Durant ces tractations, les principaux leaders de l’Angkar seront arrêtés afin de pouvoir être jugés. Mais le temps jouant en la faveur des accusés, d’autres responsables khmers rouges (notamment Ta Mok, Ke Pauk et Khieu Ponnary, l’épouse de Pol Pot) décèderont eux, en toute liberté.

Fonctionnement du tribunal


Le tribunal des CETC comporte deux degrés de juridiction : la Chambre de première instance et la Chambre de la Cour suprême. La première comprend 5 juges : 3 Cambodgiens et 2 internationaux. La seconde est composée de 7 juges : 4 natifs du pays et 3 étrangers.
Toutes les décisions seront rendues par les juges. Les jugements de la Chambre de première instance sont susceptibles d’appel devant la Chambre de la Cour suprême, qui est la juridiction la plus élevée. Les arrêts de la Cour suprême ne seront, eux, pas susceptibles d’appel.
A l’heure actuelle, cinq personnes, suspectées d’être des « responsables majeurs » sont mises en examen par les CETC.
Kaing Guek Eav, alias Duch. Directeur de S-21, est accusé pour crimes contre l’humanité.
Son instruction est en cours.
Viendra ensuite le tour de Nuon Chea. Président de l’assemblée nationale du Kampuchéa Démocratique, il sera jugé pour crimes contre l’humanité et crimes de guerre.
Le troisième, Ieng Sary, est l’ancien ministre des affaires étrangères du Kampuchéa Démocratique, également accusé de crimes contre l’humanité et crimes de guerre.
Son épouse, Ieng Thirith est également sur le banc des accusés. Ministre des affaires sociales du Kampuchéa démocratique, elle sera poursuivie pour crimes contre l’humanité.
Le dernier accusé en date est Khieu Samphan, chef d’État du Kampuchéa Démocratique, accusé pour les mêmes faits.




A l’heure de la justice


Trente ans après la chute du régime, un tribunal solide est enfin sur pied. La justice peut faire son travail, au nom des millions de victimes du régime le plus terrible qu’ait connu le Cambodge. Créé dans une vision de réconciliation nationale, le tribunal khmer rouge ne saurait être parfait.
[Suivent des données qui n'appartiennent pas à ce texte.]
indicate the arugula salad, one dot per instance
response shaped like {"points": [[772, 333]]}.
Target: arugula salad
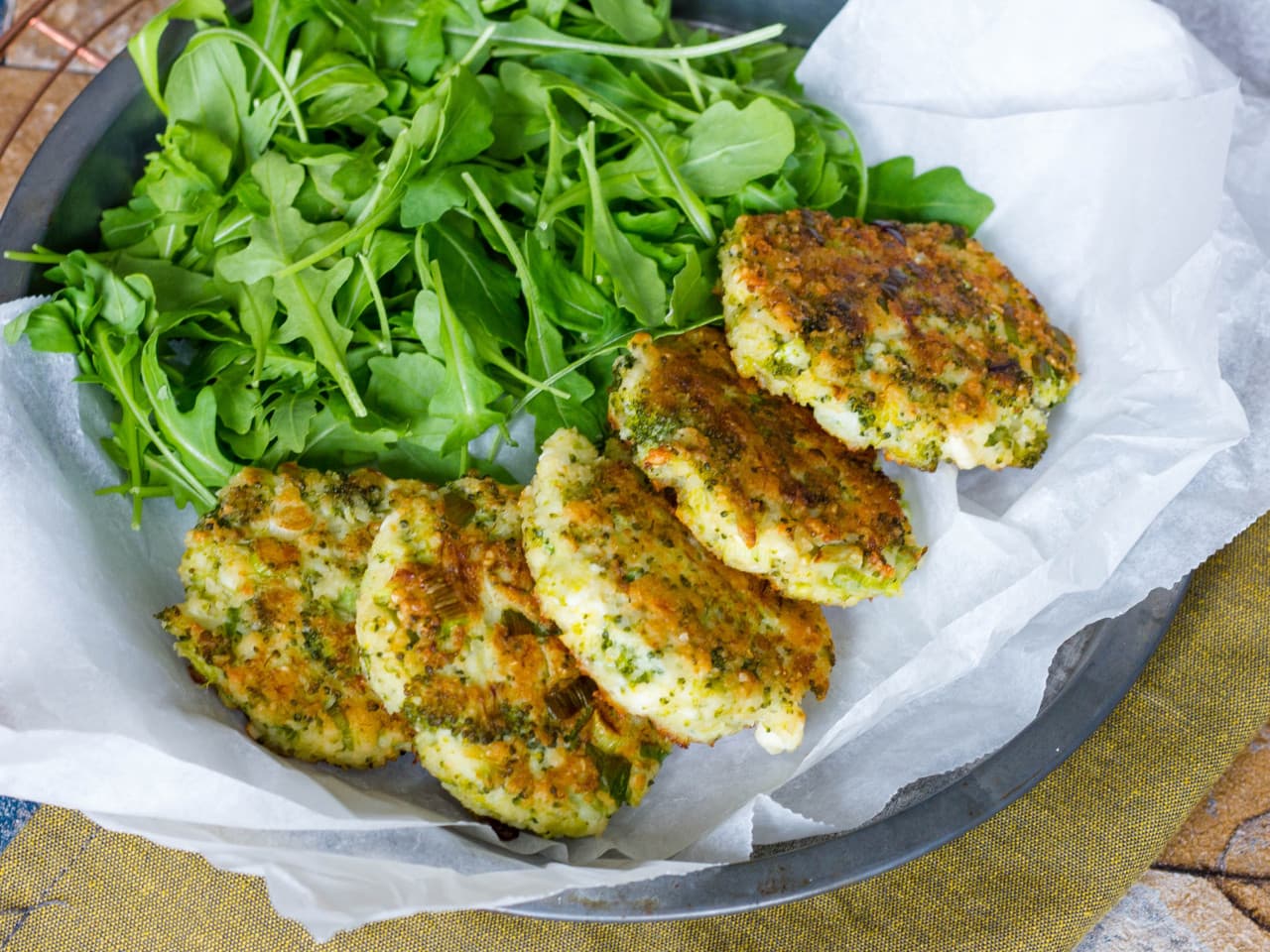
{"points": [[373, 230]]}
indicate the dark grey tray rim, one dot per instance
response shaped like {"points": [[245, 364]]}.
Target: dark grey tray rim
{"points": [[1120, 648]]}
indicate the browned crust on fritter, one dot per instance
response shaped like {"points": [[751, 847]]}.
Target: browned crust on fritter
{"points": [[839, 285], [677, 585], [308, 682], [766, 457]]}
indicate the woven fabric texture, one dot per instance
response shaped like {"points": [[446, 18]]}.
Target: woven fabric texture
{"points": [[1035, 876]]}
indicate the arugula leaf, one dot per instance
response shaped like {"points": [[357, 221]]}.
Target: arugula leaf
{"points": [[144, 48], [729, 148], [466, 398], [191, 434], [939, 194], [633, 21], [635, 278], [207, 89], [308, 296], [259, 298]]}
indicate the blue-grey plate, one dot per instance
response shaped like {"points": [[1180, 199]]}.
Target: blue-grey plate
{"points": [[89, 163]]}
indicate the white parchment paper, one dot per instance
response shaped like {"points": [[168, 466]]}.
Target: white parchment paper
{"points": [[1103, 132]]}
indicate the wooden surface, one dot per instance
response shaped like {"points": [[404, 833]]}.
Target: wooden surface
{"points": [[1209, 892]]}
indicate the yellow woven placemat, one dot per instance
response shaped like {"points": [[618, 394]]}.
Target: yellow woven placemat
{"points": [[1034, 878]]}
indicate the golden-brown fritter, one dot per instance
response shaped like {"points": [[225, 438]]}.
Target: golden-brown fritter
{"points": [[756, 479], [271, 595], [908, 338], [453, 639], [662, 626]]}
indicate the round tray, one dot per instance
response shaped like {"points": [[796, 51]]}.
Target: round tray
{"points": [[89, 162]]}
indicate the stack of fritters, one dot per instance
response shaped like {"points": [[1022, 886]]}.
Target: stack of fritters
{"points": [[302, 587], [271, 579], [907, 338], [541, 649], [667, 630], [754, 477], [452, 636]]}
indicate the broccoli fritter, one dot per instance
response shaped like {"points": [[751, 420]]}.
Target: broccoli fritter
{"points": [[453, 639], [663, 627], [271, 581], [908, 338], [754, 477]]}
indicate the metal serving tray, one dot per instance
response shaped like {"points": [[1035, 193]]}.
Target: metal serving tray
{"points": [[90, 160]]}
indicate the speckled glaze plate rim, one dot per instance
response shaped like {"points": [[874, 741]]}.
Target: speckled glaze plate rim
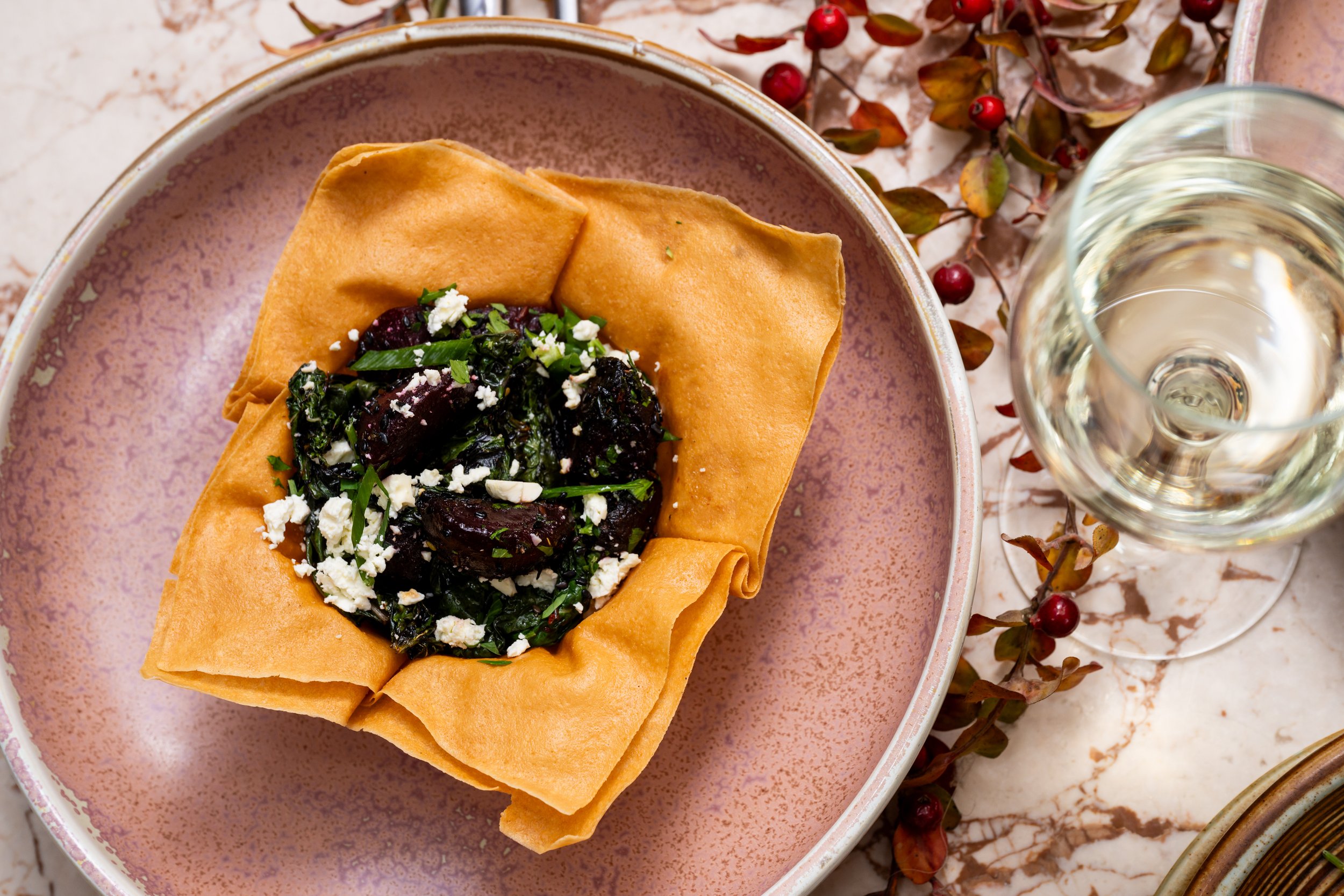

Etant le fruit de compromis et d’accords politiques, il est d’ores et déjà critiqué pour ses nombreux retards, ses problèmes de financement ainsi que pour des scandales de corruption au sein du personnel.
Le tribunal n’est pas parfait, il reste néanmoins la seule issue possible pour qu’un jugement soit rendu et pour que la voix des victimes soit enfin entendue.
A l’heure actuelle, seuls cinq accusés sont sur le banc. La liste se rallongera peut être, de nombreux cadres khmers rouges étant encore en vie et connus des autorités.
Reste à savoir si on laissera la justice faire son travail. Ou bien si c’est le temps qui s’en chargera à sa place.